After jumping above $6 per share in early trading today, Sogou was up only slightly in the afternoon in New York, changing hands at $5.53 per share, up 6 cents.

Author: Peter H. Frank   

Sogou Inc. (NYSE: SOGO), a leading internet search provider in China, said today its first quarter revenue climbed a slight 2 percent to $252.7 million while it slid into the red for the three months. 

The Beijing-based company, which saw a significant jump in mobile daily average users (DAUs) for the quarter, said its loss attributable to the company was $3.86 million, or 1 cent per fully diluted American depositary share. The result was in contrast to income of $15.3 million, or 4 cents, a year earlier. 

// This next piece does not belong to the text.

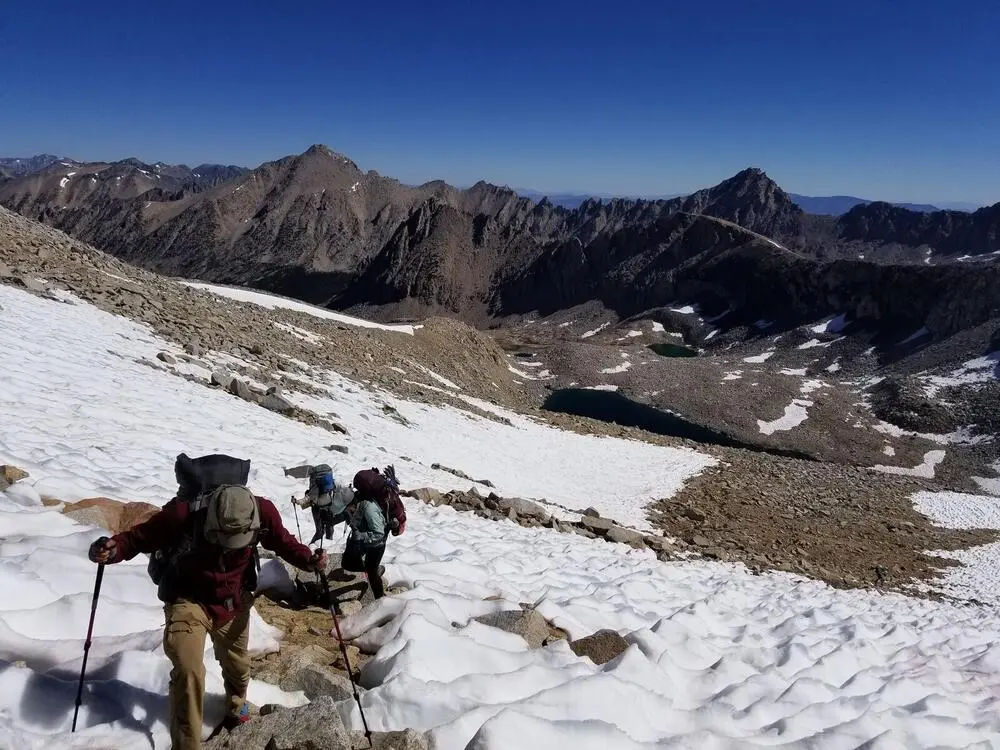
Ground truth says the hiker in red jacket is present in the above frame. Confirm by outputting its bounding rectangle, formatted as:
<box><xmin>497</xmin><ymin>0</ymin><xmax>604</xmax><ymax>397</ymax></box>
<box><xmin>90</xmin><ymin>454</ymin><xmax>326</xmax><ymax>750</ymax></box>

After jumping above $6 per share in early trading today, Sogou was up only slightly in the afternoon in New York, changing hands at $5.53 per share, up 6 cents. 

While revenue and DAUs were up in the period ended March 31, the cost of revenue outstripped the increases. The company said its traffic acquisition cost grew 28 percent year-over-year to $143.1 million, caused primarily by what it called "price inflation." Operating expenses remained flat. 

At the same time, the number of DAUs of its mobile keyboard surged 23 percent compared with a year earlier to 443 million users. The company voice app, the largest in China, reported 600 million daily voice requests. 

Overall, search and search-related revenue, which accounted for 93 percent of the total, rose 6 percent year-over-year. 

"Better-than-expected performance of our core search business enabled us to exceed the top end of our revenue guidance in the first quarter of 2019," said Joe Zhou, the company's chief financial officer. "During the quarter, we continued to accelerate the growth of our organic traffic and implemented initiatives that improved the monetization of our search platform." 

The company said it expected in the second quarter of 2019 revenue to be in the range of $303 million to $313 million, representing a 1 to 4 percent increase year-over-year, or a 7 to 11 percent increase year-over-year in RMB terms.